Tuesday, June 27, 2006

The wonder of clarity.


We have reached that moment in the summer course where the students are writing their final papers, which creates a tiny lull while we wait to see what they'll create if we just leave them alone for a few minutes. After weeks of having pushed so hard to craft class sessions and ever-deeper thoughts about Morrison, I have suddenly found myself a few minutes of quiet and un-stir. I spent part of that ease this evening drinking wine and talk on a lawn with my excellent novelist friend; by the end of our couple of hours, as I headed back toward home through the dark, I realized that my leg muscles were the slightest bit wavery, the slightest bit at sea, despite the strange solidity of everything summery around me, from the depth of the night to the layering of the lamplit leaves to the shiftiness of the gravel under my feet. I thought of the days and nights I breasted the dipping and beating of the sea against a boat, walking decks with traveling companions in Greece and Turkey, and the dipping and beating of a train against the air, walking aisles first with traveling companions and then simply myself, all those years of train travel in this country and others. I thought of the days and nights I breasted the dipping and beating of incommensurable lives, walking the streets of every place I've lived, walking my way toward some kind of clear integrity.

The air tonight is not resistant, by any means; we have had thick-laden humid afternoons--today was one of them, almost--and heavy-hanging evenings, but tonight offered a swift-staying medium, an atmosphere that left me able to skim over the half-mile home from downtown with a particular graceful-feeling speed. Tonight I think I carry my own private nimbus of hope around with me, born of who knows what elements, aimed at who knows what target. My thoughts have done so much wandering over the past few weeks, and to feel them perhaps starting to circle back, to crystallize and clarify once again, to ring up around the places where my life's meanings live, is a small wonder and grace. I suspect that they are not done with the wandering, but would I want them to be? The trick is to have them wander freely but always return. The trick is to remember that the thing itself, the beauty itself, is something I made and then commenced gravitating to long ago; it is no finished thing, and in fact the beauty of its lineaments resides in its unfinishability, but it is a staff and a support, a framework, a worthy structure, a stateliness.

Clarity and integrity were my thoughts' refrains tonight.

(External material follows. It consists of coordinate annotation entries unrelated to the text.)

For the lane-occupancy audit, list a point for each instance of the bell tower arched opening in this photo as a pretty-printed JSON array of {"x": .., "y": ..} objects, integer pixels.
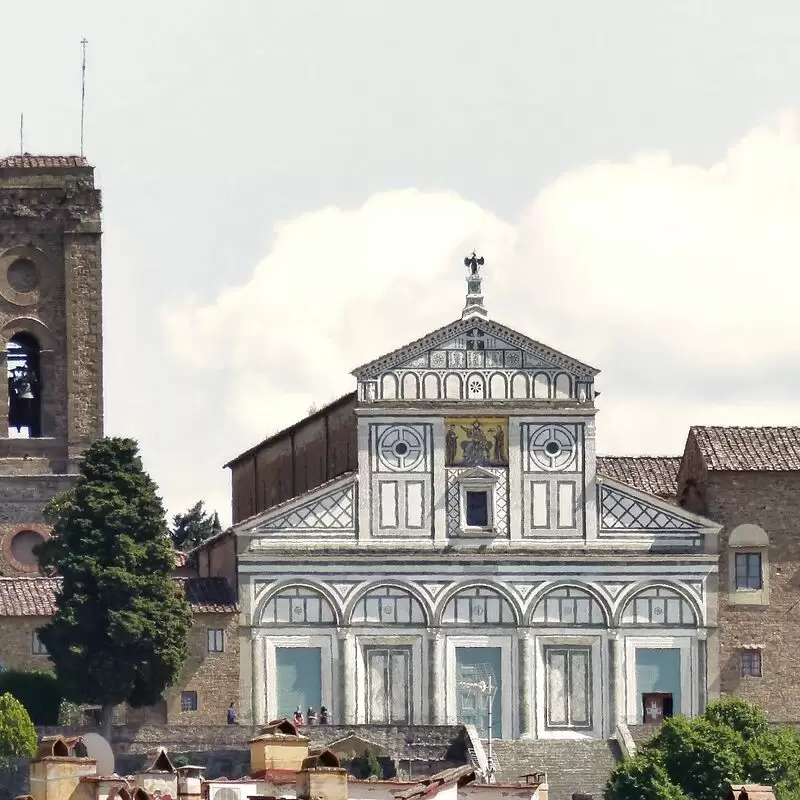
[{"x": 23, "y": 359}]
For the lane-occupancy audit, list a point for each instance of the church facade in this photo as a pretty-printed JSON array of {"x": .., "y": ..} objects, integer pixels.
[{"x": 439, "y": 547}]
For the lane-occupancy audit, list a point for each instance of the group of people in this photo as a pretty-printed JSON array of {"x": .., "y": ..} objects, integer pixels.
[{"x": 311, "y": 717}]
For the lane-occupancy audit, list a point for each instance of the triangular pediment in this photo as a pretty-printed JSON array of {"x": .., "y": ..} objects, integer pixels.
[
  {"x": 502, "y": 348},
  {"x": 329, "y": 508},
  {"x": 623, "y": 508}
]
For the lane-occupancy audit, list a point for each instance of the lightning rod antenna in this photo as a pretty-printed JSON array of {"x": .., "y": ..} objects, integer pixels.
[{"x": 84, "y": 42}]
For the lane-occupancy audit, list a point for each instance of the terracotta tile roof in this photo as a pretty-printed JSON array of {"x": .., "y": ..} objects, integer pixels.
[
  {"x": 209, "y": 595},
  {"x": 36, "y": 597},
  {"x": 28, "y": 597},
  {"x": 28, "y": 161},
  {"x": 656, "y": 475},
  {"x": 748, "y": 449}
]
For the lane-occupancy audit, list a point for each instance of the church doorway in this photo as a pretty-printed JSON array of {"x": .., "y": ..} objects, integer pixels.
[
  {"x": 478, "y": 688},
  {"x": 658, "y": 683},
  {"x": 298, "y": 679},
  {"x": 388, "y": 685}
]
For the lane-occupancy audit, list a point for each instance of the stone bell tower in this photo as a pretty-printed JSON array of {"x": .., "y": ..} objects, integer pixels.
[{"x": 50, "y": 340}]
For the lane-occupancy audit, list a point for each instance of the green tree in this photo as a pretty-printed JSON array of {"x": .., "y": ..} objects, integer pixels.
[
  {"x": 699, "y": 756},
  {"x": 194, "y": 527},
  {"x": 739, "y": 714},
  {"x": 120, "y": 626},
  {"x": 17, "y": 734},
  {"x": 641, "y": 778},
  {"x": 37, "y": 690},
  {"x": 730, "y": 742}
]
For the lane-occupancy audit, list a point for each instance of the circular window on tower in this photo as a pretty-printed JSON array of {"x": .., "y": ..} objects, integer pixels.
[
  {"x": 20, "y": 548},
  {"x": 23, "y": 276}
]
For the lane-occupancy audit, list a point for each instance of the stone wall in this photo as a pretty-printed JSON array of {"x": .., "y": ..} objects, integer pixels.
[
  {"x": 770, "y": 500},
  {"x": 50, "y": 234}
]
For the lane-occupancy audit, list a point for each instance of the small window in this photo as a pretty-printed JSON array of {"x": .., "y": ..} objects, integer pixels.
[
  {"x": 216, "y": 640},
  {"x": 748, "y": 571},
  {"x": 751, "y": 663},
  {"x": 477, "y": 509}
]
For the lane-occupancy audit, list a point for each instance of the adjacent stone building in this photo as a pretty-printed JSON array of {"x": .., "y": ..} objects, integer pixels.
[
  {"x": 51, "y": 336},
  {"x": 442, "y": 542}
]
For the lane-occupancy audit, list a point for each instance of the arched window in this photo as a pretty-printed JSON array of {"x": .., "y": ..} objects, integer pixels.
[
  {"x": 659, "y": 606},
  {"x": 478, "y": 606},
  {"x": 568, "y": 605},
  {"x": 298, "y": 605},
  {"x": 388, "y": 605},
  {"x": 24, "y": 386}
]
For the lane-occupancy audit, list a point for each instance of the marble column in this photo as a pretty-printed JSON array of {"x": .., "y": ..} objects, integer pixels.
[
  {"x": 438, "y": 682},
  {"x": 527, "y": 661},
  {"x": 348, "y": 666},
  {"x": 259, "y": 684},
  {"x": 617, "y": 681}
]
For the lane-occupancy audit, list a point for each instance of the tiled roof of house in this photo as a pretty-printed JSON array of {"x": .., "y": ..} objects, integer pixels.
[
  {"x": 656, "y": 475},
  {"x": 28, "y": 161},
  {"x": 36, "y": 596},
  {"x": 748, "y": 449}
]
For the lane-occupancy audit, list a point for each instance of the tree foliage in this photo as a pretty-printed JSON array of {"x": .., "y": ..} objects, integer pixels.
[
  {"x": 194, "y": 527},
  {"x": 38, "y": 691},
  {"x": 17, "y": 734},
  {"x": 642, "y": 778},
  {"x": 121, "y": 622},
  {"x": 696, "y": 758}
]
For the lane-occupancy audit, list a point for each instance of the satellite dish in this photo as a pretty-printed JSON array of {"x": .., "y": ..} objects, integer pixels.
[{"x": 100, "y": 750}]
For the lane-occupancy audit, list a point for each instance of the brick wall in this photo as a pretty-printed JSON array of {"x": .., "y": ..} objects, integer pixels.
[
  {"x": 16, "y": 635},
  {"x": 50, "y": 218},
  {"x": 770, "y": 500},
  {"x": 214, "y": 676},
  {"x": 315, "y": 450}
]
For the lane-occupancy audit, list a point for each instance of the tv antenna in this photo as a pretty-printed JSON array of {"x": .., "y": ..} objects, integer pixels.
[{"x": 84, "y": 42}]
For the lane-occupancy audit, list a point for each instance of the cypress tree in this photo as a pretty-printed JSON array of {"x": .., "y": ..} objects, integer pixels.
[{"x": 121, "y": 623}]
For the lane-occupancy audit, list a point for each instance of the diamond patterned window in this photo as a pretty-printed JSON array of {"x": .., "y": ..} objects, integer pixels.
[
  {"x": 568, "y": 606},
  {"x": 659, "y": 606},
  {"x": 479, "y": 606},
  {"x": 298, "y": 606},
  {"x": 388, "y": 606},
  {"x": 332, "y": 511},
  {"x": 620, "y": 511}
]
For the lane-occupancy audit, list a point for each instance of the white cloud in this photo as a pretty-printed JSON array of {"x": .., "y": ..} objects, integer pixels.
[{"x": 679, "y": 282}]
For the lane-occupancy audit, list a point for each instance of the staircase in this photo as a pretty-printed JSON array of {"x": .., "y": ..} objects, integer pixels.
[{"x": 572, "y": 765}]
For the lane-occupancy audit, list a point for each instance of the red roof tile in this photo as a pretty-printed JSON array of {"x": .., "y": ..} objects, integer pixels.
[
  {"x": 748, "y": 449},
  {"x": 28, "y": 161},
  {"x": 656, "y": 475},
  {"x": 36, "y": 596}
]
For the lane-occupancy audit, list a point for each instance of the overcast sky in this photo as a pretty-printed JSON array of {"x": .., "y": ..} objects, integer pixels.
[{"x": 290, "y": 188}]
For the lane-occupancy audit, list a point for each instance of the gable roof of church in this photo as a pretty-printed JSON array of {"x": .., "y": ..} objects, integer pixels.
[
  {"x": 444, "y": 334},
  {"x": 656, "y": 475},
  {"x": 734, "y": 448}
]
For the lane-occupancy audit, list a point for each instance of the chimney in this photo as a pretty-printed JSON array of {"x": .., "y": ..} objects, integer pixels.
[
  {"x": 322, "y": 782},
  {"x": 320, "y": 776},
  {"x": 55, "y": 774},
  {"x": 190, "y": 782},
  {"x": 278, "y": 747}
]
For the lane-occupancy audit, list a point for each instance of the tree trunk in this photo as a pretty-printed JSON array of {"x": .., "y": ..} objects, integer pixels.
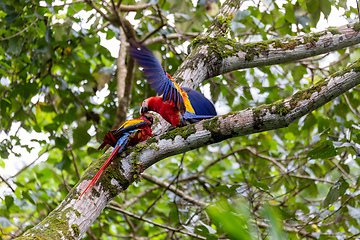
[{"x": 72, "y": 218}]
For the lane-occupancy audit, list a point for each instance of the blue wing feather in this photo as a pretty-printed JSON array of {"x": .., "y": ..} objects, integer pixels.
[
  {"x": 156, "y": 75},
  {"x": 200, "y": 104}
]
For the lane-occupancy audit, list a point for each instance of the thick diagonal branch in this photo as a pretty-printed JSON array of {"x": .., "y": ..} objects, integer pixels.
[
  {"x": 215, "y": 56},
  {"x": 81, "y": 214}
]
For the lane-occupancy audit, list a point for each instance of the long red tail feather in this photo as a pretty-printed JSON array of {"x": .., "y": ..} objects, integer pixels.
[{"x": 102, "y": 169}]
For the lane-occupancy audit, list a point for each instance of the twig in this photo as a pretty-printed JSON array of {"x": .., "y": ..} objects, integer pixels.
[
  {"x": 174, "y": 190},
  {"x": 155, "y": 223}
]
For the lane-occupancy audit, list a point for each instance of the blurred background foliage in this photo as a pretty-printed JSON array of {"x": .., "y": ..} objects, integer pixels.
[{"x": 58, "y": 99}]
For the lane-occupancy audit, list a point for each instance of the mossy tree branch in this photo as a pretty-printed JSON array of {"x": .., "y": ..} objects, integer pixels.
[
  {"x": 211, "y": 57},
  {"x": 72, "y": 218}
]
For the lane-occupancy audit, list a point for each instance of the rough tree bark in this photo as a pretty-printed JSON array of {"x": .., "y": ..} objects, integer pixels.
[{"x": 72, "y": 218}]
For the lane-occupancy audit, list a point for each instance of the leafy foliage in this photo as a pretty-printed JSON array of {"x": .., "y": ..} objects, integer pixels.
[{"x": 55, "y": 70}]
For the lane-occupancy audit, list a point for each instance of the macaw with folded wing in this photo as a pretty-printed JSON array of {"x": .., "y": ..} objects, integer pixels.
[
  {"x": 130, "y": 133},
  {"x": 178, "y": 106}
]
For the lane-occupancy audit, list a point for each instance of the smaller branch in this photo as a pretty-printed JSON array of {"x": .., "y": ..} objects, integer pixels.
[
  {"x": 27, "y": 166},
  {"x": 343, "y": 171},
  {"x": 174, "y": 190},
  {"x": 351, "y": 108},
  {"x": 155, "y": 223},
  {"x": 75, "y": 165},
  {"x": 18, "y": 33},
  {"x": 133, "y": 8},
  {"x": 134, "y": 199}
]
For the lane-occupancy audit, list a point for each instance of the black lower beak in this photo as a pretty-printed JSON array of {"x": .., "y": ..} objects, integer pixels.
[{"x": 143, "y": 110}]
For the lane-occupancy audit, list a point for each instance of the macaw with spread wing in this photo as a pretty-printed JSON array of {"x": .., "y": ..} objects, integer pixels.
[
  {"x": 129, "y": 134},
  {"x": 179, "y": 106}
]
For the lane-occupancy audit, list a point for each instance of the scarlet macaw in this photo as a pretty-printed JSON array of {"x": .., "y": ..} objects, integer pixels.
[
  {"x": 130, "y": 133},
  {"x": 179, "y": 106}
]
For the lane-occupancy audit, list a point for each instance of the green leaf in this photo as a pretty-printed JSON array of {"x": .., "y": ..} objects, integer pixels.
[
  {"x": 80, "y": 136},
  {"x": 9, "y": 201},
  {"x": 325, "y": 150},
  {"x": 335, "y": 192}
]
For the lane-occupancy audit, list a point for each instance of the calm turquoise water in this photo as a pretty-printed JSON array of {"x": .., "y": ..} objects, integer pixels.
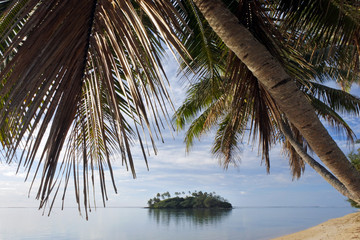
[{"x": 140, "y": 223}]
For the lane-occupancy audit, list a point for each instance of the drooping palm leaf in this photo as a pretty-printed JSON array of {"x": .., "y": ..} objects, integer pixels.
[{"x": 90, "y": 66}]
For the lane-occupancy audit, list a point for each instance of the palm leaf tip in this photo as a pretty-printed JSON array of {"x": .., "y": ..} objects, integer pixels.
[{"x": 95, "y": 85}]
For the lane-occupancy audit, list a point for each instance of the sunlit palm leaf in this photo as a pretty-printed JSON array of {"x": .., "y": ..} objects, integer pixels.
[{"x": 90, "y": 66}]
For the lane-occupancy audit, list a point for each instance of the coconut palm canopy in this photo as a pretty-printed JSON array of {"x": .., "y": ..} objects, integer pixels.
[
  {"x": 81, "y": 80},
  {"x": 227, "y": 95}
]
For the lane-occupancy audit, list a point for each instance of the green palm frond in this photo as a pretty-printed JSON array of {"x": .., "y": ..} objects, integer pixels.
[
  {"x": 337, "y": 100},
  {"x": 95, "y": 85}
]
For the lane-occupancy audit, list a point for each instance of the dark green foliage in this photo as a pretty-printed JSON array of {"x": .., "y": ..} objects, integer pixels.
[
  {"x": 196, "y": 200},
  {"x": 355, "y": 160}
]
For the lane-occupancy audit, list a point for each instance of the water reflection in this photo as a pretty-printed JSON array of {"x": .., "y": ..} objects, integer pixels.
[{"x": 195, "y": 217}]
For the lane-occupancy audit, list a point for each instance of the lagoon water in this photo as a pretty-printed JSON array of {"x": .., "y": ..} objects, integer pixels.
[{"x": 140, "y": 223}]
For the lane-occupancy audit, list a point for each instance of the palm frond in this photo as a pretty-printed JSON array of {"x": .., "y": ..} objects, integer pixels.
[{"x": 93, "y": 77}]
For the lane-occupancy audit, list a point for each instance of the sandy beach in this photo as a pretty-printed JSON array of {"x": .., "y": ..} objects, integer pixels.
[{"x": 347, "y": 228}]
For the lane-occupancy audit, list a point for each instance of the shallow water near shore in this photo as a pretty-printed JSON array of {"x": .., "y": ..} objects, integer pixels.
[{"x": 141, "y": 223}]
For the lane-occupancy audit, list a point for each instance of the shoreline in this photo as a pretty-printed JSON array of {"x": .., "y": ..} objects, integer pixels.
[{"x": 346, "y": 227}]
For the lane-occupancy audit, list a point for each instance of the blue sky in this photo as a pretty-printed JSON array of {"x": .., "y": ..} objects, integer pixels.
[{"x": 173, "y": 170}]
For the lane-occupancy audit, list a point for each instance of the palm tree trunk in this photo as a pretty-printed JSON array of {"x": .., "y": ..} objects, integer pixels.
[{"x": 282, "y": 88}]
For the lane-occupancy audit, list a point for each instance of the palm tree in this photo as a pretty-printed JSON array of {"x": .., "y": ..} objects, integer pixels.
[
  {"x": 80, "y": 81},
  {"x": 282, "y": 88},
  {"x": 216, "y": 96}
]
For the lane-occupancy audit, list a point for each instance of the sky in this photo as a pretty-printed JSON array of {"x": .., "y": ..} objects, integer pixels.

The colors into which we're moving now, at midsummer, are somehow both bolder and more muted than our spring colors were. The lilies are orange (and occasionally white or ruby or lemony yellow), while the coneflowers (still green stars) that will bloom within days will bring a soberly ecstatic fuschia into the middle of town. The gravity of my joy and the joy of my gravity are most difficult to explain, even to myself, these days. For a long part of my walk home, my striding cast two shadows.

The rain has begun slapping beyond me, draining off some of the excess and strain of the cloud cover under which I walked out and back tonight. It is so insistent a thing, raucously itself. And the smell it raises is one of some and all things, of particulars traded and loved, of generalities feared and needed, of necessary meeting, of inevitable sunder.

In the new project, the one that arrived as an unbidden visitation yesterday, the first piece is "The Invisible Girl."

Expect more of these stars, and expect them blooming, as these days trace onward.